If you're happy with a string then consider the following C# code:
double num = 3.12345;
num.ToString("G3");
The result will be "3.12".
This link might be of use if you're using .NET. http://msdn.microsoft.com/en-us/library/dwhawy9k.aspx
I hope that helps....but unless you identify than language you are using and the format in which you want the output it is difficult to suggest an appropriate solution.
mezoid
2008-12-01 09:07:57
A:
Try this:
decimal original = GetSomeDecimal(); // 22222.22939393
int number1 = (int)original; // contains only integer value of origina number
decimal temporary = original - number1; // contains only decimal value of original number
int decimalPlaces = GetDecimalPlaces(); // 3
temporary *= (Math.Pow(10, decimalPlaces)); // moves some decimal places to integer
temporary = (int)temporary; // removes all decimal places
temporary /= (Math.Pow(10, decimalPlaces)); // moves integer back to decimal places
decimal result = original + temporary; // add integer and decimal places together
It can be writen shorter, but this is more descriptive.
EDIT: Short way:
decimal original = GetSomeDecimal(); // 22222.22939393
int decimalPlaces = GetDecimalPlaces(); // 3
decimal result = ((int)original) + (((int)(original * Math.Pow(10, decimalPlaces)) / (Math.Pow(10, decimalPlaces));
TcKs
2008-12-01 09:22:52
Might be because it doesn't compile.
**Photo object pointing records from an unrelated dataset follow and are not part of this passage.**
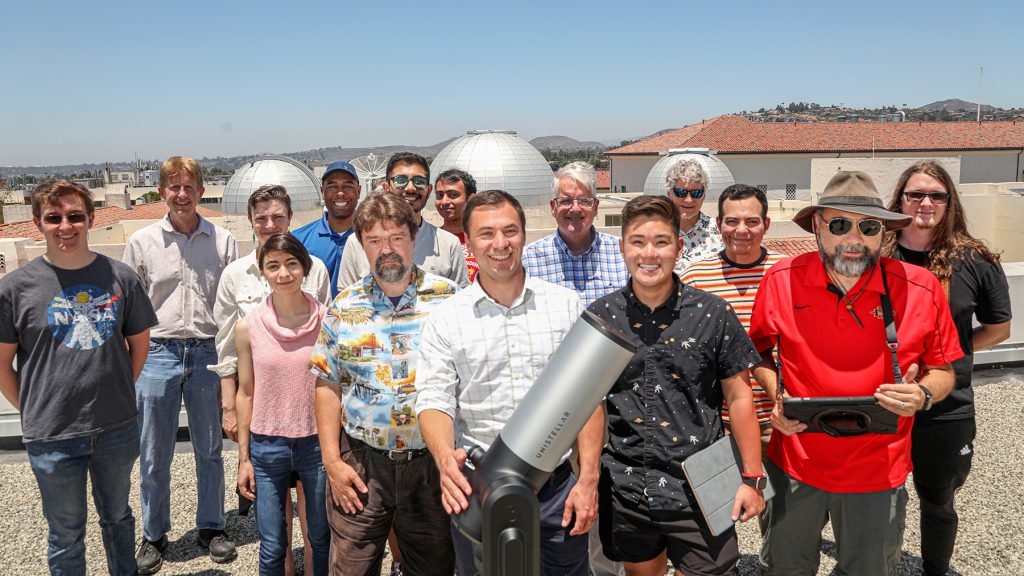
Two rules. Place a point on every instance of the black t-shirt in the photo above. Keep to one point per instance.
(74, 370)
(978, 289)
(666, 404)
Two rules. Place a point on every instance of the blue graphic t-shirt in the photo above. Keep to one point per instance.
(74, 373)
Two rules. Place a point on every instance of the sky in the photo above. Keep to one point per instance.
(90, 82)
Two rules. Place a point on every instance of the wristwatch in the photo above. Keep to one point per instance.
(759, 481)
(928, 398)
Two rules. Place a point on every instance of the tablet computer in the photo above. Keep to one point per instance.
(850, 415)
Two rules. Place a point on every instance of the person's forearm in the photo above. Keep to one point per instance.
(438, 434)
(590, 443)
(327, 406)
(987, 335)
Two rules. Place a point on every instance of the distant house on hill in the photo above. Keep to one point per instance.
(777, 156)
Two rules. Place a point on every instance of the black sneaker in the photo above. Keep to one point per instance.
(220, 546)
(151, 556)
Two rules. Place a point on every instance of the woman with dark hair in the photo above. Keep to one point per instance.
(942, 445)
(274, 405)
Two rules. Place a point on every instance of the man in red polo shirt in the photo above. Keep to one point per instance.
(824, 313)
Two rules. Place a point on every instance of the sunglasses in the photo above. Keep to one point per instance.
(74, 218)
(682, 192)
(935, 197)
(841, 225)
(566, 203)
(419, 182)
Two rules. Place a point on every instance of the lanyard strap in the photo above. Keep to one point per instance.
(891, 340)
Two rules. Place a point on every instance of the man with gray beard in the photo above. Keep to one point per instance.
(847, 323)
(380, 476)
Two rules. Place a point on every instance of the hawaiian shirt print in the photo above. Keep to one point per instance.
(369, 346)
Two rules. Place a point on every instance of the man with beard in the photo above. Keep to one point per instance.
(327, 237)
(970, 272)
(379, 472)
(827, 314)
(436, 251)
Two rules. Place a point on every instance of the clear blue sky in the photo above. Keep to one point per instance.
(98, 81)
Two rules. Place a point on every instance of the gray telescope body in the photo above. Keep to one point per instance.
(503, 509)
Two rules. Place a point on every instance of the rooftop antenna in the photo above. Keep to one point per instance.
(981, 72)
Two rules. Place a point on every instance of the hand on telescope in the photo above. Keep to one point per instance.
(582, 501)
(455, 487)
(344, 482)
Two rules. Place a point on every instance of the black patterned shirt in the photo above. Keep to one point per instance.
(665, 406)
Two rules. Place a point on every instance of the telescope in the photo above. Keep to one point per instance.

What language were you developing in? I tried this in C# just now and I get an error for trying to multiply a decimal by a double.
Bill the Lizard
2008-12-01 17:37:09
A:
Maybe another quick solution could be:
>>> float("%.1f" % 1.00001)
1.0
>>> float("%.3f" % 1.23001)
1.23
>>> float("%.5f" % 1.23001)
1.23001
magicrebirth
2010-01-21 14:29:55
+2
A:
A function to truncate an arbitrary number of decimals:
public decimal Truncate(decimal number, int digits)
{
decimal stepper = (decimal)(Math.Pow(10.0, (double)digits));
int temp = (int)(stepper * number);
return (decimal)temp / stepper;
}
Carl Hörberg
2010-07-22 13:15:00